Quando revistaram a mochila, os policiais encontraram muitos documentos, além do envelope branco contendo notas de R$ 50 e R$ 100, totalizando R$ 20 mil. Questionado sobre a origem do dinheiro, Wanderson a princípio deu respostas evasivas.


Em seguida, o ex-secretário afirmou que a quantia era dele, e que havia recebido de um “Thiago”, a partir de uma venda de uma empresa de gelo chamada “Gelo Mais”.
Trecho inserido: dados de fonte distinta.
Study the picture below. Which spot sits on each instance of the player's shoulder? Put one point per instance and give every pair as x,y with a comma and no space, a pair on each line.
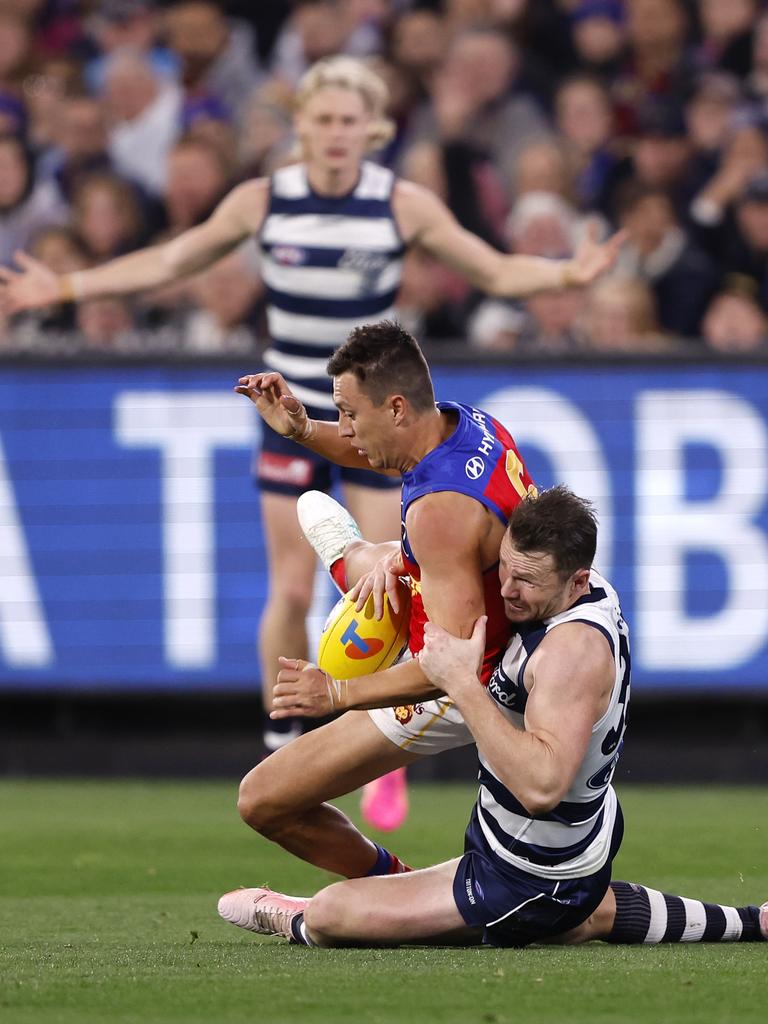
415,206
249,201
445,520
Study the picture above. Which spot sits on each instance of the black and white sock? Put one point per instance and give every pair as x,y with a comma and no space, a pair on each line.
298,932
649,916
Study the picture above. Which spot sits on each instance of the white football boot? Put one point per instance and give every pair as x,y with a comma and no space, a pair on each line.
261,910
327,525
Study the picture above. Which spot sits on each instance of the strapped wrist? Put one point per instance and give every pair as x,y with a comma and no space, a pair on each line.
70,287
305,433
338,692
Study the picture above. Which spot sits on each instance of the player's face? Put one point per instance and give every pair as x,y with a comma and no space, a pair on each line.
366,426
531,587
333,128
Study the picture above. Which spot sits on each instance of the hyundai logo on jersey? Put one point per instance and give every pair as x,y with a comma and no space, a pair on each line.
356,646
474,468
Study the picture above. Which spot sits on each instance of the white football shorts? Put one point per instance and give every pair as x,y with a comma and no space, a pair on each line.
424,728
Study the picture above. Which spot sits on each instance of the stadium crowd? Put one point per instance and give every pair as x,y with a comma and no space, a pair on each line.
124,122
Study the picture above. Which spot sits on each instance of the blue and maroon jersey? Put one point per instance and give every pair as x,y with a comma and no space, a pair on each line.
479,460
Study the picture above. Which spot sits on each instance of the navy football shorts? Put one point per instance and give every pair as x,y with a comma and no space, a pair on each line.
283,467
515,908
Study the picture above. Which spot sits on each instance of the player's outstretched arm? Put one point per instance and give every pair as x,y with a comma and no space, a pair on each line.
280,408
239,214
426,221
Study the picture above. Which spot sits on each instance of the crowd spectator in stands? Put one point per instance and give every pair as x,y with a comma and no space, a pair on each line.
14,50
144,113
26,206
599,35
107,217
726,42
620,318
658,252
127,26
81,144
217,56
659,62
735,324
584,118
474,98
743,240
107,325
199,174
223,321
757,81
711,113
540,224
591,100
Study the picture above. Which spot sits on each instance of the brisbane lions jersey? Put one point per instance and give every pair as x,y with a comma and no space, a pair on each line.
479,460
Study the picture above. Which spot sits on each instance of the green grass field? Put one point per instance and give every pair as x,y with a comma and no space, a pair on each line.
108,913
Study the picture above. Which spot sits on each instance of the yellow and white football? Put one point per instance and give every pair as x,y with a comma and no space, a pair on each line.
353,643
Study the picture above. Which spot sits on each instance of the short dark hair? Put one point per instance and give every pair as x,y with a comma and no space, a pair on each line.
559,523
385,359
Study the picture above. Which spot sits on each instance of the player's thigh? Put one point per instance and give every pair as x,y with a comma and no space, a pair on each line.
376,510
292,560
324,764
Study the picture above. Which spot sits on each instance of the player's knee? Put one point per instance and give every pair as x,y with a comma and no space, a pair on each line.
292,598
258,807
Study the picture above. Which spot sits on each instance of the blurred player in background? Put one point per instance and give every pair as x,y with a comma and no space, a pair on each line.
547,823
333,230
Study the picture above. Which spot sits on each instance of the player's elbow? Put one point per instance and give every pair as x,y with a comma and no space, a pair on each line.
539,796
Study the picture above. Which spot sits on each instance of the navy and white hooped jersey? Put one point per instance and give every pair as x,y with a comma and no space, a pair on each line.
481,461
330,264
573,839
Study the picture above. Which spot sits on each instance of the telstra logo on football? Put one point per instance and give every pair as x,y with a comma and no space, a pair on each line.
356,646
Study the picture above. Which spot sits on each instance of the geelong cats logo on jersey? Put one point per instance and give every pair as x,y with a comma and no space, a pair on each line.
369,265
289,255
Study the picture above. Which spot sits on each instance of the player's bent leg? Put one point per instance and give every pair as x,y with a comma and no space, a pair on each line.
292,567
284,798
376,511
415,907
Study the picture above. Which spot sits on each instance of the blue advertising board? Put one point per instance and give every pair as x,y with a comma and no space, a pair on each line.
130,542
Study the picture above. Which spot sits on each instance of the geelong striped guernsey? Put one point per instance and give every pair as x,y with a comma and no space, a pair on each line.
330,264
573,839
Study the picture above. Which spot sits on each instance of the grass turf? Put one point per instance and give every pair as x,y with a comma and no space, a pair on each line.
108,896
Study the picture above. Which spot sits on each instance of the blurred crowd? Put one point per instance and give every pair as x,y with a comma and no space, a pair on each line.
124,122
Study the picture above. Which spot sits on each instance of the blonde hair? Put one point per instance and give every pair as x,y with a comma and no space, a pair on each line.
347,73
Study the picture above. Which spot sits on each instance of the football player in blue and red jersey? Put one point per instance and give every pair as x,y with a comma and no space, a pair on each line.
462,475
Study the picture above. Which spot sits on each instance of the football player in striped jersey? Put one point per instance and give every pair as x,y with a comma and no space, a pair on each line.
332,229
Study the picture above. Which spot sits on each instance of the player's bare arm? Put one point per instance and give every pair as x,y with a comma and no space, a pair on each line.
238,216
569,680
280,408
426,221
446,532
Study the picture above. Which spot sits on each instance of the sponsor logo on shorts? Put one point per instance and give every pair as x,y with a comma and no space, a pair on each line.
358,647
285,469
289,255
468,890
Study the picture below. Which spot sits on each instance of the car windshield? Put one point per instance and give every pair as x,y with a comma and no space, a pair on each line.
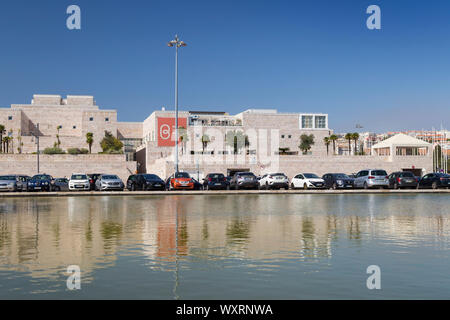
407,174
246,174
111,177
341,176
216,176
311,176
7,178
151,177
182,175
79,177
379,173
42,178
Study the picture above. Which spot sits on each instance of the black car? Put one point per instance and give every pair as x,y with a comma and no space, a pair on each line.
435,181
216,181
40,182
244,180
145,182
197,185
338,181
93,179
398,180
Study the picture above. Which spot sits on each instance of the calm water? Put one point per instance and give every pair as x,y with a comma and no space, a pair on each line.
226,247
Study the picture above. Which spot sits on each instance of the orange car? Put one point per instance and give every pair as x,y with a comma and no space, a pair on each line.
180,181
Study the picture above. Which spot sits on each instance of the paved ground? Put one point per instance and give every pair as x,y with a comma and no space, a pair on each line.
231,192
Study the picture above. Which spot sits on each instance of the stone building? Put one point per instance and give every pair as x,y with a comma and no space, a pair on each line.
72,118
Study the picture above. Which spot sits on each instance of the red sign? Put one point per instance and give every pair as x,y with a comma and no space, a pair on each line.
166,131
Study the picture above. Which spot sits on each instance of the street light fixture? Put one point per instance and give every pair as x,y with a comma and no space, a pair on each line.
177,43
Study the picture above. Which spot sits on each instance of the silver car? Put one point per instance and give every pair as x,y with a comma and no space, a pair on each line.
372,178
109,182
13,183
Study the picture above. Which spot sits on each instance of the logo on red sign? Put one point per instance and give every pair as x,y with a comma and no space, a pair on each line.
166,131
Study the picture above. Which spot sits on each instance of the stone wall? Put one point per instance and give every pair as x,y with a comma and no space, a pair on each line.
60,166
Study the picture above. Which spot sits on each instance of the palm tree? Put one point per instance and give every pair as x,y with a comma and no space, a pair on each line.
90,140
327,142
2,132
205,140
58,143
333,138
355,137
306,142
349,137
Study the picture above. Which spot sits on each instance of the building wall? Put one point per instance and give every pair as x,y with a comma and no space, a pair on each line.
60,166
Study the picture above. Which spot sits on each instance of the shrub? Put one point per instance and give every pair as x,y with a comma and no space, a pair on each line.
54,150
75,151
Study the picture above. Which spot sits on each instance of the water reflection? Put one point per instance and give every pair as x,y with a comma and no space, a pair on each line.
41,237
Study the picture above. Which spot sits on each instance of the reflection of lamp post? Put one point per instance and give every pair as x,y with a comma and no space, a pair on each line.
177,43
36,135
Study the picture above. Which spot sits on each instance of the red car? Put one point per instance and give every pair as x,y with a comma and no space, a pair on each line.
180,181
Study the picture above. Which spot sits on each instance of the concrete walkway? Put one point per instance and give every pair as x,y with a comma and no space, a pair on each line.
221,192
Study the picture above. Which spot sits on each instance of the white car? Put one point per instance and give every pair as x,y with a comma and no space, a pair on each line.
307,181
79,181
274,181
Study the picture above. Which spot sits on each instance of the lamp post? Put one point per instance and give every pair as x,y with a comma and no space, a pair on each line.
177,43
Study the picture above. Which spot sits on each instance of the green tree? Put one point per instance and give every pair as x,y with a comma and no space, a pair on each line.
333,139
90,140
205,140
236,140
306,143
111,144
349,137
327,142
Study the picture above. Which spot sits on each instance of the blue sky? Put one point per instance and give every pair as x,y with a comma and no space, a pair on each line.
296,56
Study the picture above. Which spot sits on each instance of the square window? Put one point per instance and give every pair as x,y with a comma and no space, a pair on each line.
321,122
307,122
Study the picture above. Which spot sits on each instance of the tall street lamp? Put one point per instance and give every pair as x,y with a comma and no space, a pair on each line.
177,43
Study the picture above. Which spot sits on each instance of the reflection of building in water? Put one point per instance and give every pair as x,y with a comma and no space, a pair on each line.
44,236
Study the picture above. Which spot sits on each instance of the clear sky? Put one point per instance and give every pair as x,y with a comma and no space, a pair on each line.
296,56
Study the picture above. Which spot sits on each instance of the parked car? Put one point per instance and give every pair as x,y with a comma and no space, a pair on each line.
274,181
307,181
338,181
244,180
92,179
435,181
40,182
215,181
79,181
398,180
61,184
197,185
11,183
107,182
372,178
145,182
180,181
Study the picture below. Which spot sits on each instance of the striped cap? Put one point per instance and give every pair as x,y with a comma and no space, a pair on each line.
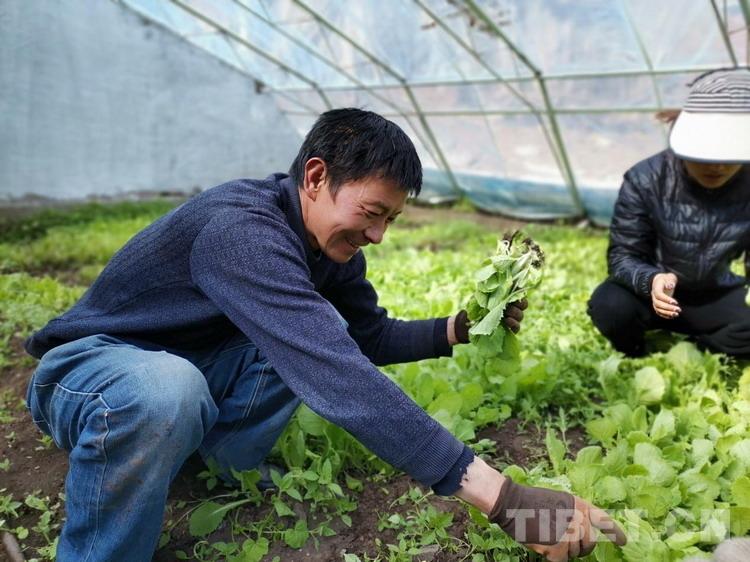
714,125
723,91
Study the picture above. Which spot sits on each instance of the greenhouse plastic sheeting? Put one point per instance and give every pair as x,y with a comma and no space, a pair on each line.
532,108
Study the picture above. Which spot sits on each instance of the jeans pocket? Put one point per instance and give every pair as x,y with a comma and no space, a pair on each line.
61,413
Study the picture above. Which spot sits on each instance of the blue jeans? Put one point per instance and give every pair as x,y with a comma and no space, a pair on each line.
131,413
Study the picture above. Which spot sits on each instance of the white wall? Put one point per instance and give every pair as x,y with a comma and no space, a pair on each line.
96,101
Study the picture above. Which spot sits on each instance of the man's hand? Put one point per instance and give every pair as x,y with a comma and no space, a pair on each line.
458,325
662,289
557,525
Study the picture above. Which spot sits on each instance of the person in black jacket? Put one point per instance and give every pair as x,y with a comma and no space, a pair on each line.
681,217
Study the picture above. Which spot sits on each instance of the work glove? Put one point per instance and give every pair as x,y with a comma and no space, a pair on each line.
555,524
512,318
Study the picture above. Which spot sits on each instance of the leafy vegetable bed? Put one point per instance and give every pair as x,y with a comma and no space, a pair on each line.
663,441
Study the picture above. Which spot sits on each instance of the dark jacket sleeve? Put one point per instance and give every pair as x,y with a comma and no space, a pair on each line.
382,339
632,239
253,268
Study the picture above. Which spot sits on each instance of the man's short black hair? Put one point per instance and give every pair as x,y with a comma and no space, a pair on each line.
357,144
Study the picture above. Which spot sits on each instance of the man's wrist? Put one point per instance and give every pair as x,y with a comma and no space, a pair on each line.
481,485
451,328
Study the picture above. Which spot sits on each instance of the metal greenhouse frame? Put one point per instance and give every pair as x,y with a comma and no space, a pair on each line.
396,56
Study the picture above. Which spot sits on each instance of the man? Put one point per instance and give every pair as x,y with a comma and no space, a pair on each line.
207,329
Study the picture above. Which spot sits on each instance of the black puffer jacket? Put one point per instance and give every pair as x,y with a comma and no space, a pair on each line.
664,221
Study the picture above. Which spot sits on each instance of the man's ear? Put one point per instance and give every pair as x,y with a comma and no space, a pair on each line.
315,176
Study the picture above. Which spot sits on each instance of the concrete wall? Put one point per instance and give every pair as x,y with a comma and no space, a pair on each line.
96,101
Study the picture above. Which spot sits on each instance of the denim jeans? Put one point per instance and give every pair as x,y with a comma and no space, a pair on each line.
130,413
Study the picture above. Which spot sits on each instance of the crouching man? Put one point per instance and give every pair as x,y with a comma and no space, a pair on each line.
211,325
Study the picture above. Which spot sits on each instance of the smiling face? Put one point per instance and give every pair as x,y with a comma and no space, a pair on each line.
711,175
358,215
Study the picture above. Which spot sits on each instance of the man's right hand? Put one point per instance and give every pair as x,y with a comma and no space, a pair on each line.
662,289
557,525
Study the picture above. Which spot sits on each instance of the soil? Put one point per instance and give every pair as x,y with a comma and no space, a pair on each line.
41,470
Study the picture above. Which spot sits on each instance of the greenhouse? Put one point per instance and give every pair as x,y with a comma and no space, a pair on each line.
199,367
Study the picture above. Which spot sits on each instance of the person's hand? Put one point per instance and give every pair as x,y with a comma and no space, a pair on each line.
459,324
662,289
557,525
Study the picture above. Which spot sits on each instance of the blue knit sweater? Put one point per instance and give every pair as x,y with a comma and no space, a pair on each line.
237,257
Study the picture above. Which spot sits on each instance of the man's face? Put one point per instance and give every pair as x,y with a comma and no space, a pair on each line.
359,215
711,175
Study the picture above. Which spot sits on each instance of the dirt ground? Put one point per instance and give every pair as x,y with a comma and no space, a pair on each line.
40,469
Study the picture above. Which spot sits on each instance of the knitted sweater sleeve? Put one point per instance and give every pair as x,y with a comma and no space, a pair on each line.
253,268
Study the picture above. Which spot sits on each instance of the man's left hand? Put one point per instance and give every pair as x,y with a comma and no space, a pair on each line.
458,325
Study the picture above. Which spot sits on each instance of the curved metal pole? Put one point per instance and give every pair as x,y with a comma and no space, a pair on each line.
473,52
745,6
646,59
724,33
567,169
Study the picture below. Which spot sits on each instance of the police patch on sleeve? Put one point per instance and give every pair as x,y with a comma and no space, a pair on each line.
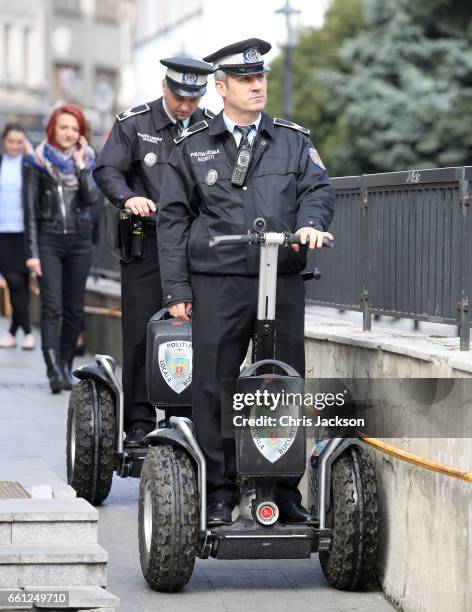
131,112
315,157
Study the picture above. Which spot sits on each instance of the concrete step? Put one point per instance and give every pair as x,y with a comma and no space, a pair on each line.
73,509
44,565
47,521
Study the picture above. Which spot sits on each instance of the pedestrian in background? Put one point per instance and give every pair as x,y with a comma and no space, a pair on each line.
61,195
12,227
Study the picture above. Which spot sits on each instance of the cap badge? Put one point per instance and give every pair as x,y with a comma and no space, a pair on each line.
315,158
251,56
150,159
211,177
189,78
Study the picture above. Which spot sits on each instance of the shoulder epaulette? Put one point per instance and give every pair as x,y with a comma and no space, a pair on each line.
136,110
193,129
290,124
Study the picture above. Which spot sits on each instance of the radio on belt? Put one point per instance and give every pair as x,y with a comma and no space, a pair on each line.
169,361
241,167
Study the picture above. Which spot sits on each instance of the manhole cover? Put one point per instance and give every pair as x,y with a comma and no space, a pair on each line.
12,490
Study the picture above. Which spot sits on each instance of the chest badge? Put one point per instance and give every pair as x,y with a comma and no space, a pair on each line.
211,177
150,159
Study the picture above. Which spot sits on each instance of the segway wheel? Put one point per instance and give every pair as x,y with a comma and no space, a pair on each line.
168,518
353,518
90,440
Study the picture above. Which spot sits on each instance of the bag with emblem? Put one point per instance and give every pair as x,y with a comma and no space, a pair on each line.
169,361
272,441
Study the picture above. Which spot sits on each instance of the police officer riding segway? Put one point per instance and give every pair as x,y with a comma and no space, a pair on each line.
241,165
130,172
248,184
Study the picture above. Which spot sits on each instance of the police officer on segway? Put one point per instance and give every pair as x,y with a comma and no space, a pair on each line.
130,172
223,174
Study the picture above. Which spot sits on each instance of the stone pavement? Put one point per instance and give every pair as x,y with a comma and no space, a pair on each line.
33,425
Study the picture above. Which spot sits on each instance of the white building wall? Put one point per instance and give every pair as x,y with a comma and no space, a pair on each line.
221,23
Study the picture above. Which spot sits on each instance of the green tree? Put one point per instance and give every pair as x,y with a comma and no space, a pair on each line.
317,51
403,89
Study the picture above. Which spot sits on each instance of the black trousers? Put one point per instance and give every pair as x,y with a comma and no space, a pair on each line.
13,268
224,313
65,263
141,298
18,286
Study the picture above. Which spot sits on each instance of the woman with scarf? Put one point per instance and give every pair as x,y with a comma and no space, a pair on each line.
13,173
61,194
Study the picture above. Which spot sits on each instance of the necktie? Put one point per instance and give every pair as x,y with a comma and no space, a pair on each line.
244,156
245,131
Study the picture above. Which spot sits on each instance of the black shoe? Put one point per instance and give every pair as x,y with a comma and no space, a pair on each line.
135,439
219,513
67,357
54,373
69,380
293,512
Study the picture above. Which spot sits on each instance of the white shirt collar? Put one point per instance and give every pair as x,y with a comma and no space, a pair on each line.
231,124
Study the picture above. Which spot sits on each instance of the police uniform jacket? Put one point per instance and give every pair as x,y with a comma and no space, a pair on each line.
134,157
286,184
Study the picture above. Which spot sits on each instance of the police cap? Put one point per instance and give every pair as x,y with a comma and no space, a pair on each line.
244,57
186,76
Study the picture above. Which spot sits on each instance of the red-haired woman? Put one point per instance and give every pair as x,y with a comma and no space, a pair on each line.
60,197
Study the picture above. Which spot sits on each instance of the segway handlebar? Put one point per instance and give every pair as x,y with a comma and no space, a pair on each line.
260,238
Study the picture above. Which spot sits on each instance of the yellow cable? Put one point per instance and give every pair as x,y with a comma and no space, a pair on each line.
419,461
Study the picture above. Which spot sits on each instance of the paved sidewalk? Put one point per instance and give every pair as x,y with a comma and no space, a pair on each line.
33,425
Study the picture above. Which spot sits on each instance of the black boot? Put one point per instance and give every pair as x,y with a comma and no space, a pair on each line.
56,379
67,356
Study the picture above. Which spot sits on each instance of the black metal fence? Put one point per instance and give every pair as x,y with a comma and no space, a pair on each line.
403,245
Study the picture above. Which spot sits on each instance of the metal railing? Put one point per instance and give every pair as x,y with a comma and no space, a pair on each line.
402,248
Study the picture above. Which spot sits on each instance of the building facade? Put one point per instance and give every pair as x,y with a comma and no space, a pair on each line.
55,51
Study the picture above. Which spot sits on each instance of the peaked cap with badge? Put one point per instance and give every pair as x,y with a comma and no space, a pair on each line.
186,76
244,57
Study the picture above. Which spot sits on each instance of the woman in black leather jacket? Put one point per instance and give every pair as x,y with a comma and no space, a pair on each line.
60,196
“Segundo alegado por Wanderson, Thiago da TMF estaria comprando essa empresa do conduzido Wanderson, motivo pelo qual havia entregue esse valor para ele na data de hoje na Casa Civil”, diz o policial no depoimento.


A equipe verificou a checagem da empresa, que não está no nome de Wanderson, e sim de Manoella Arruda Moura de Araújo. Após a prisão do ex-secretário, o grupo foi até o endereço indicado da sede da “Gelo Mais”, no bairro Santa Cruz, e encontrou uma construção não terminada.


Os policiais questionaram moradores vizinhos da construção, que relataram que a obra iria ser uma fábrica de gelo, mas o proprietário se mudou para o exterior. “Informaram ainda que, os trabalhos na construção estão parados a cerca de 3 anos”, diz trecho.

 

Demitido

Em nota, a Casa Civil informou que ele foi demitido do cargo logo após a prisão em flagrante e que o ato será publicado no Diário Oficial desta sexta.

 

“O Governo reitera que não coaduna com qualquer prática de crime e que atua fortemente no combate à corrupção”, diz trecho da nota, que ressaltou ainda o respaldo do executivo estadual para denúncias sobre irregularidade, cobrando investigação, esclarecimento e punição ao servidor envolvido em corrupção.